Kanada hayallerimin ülkesi ama Somali de doğmak ta vardı amınakodumunun parasız olup Kanada ya gidememekte 2000 tl maaş alıp doğuda 20 yaşında şehit olmakta vardı Şahsiyetinisiktimin bencilleri size ihtiyaç yok zaten. Siktirin gidin.
Buradaki insanların kalbi bok dolu.yerinde bir karar almışsınız. Bu çoğrafyada doğdun diye, bu cani sığırlara katlanmak zorunda değilsiniz. Ve en önemlisi bu çakma milliyetçilere ve onların saz ekibine bir gram vefa borcunuz yok. Herkes alnından düşen terinin elmeğini yiyor,laga luga yapanların çoğuda göt yalayıp hakkına düşene razı geliyor.
Sizin yolunuz açık olsun, kaldiki buradaki göt lalerinden uzak çok daha mutlu olacağınızdan eminim ...

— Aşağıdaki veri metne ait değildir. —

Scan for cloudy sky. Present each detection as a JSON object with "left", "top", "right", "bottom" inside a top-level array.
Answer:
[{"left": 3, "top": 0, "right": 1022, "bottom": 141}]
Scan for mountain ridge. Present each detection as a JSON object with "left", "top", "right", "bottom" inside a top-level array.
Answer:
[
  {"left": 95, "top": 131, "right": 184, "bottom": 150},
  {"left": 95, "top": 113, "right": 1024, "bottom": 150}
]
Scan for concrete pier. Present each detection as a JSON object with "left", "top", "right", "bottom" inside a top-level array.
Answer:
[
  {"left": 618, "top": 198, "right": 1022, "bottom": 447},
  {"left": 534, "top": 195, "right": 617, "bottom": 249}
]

ülkede gösterdiği sorunları okuyan sanki herkes gitmek istiyor, sanki herkes bu ülkede yaşamaktan korkuyor der. biz bu ülkenin evlatlarıyız. bu ülke eğer kötüyse iyileştirmeye iyiyse daha iyi yapmaya çalışacağız. bunlar gibileri bu ülkede bi elin parmaklarını geçmez. hoşçakalım ve ne olur geri dönmeyin.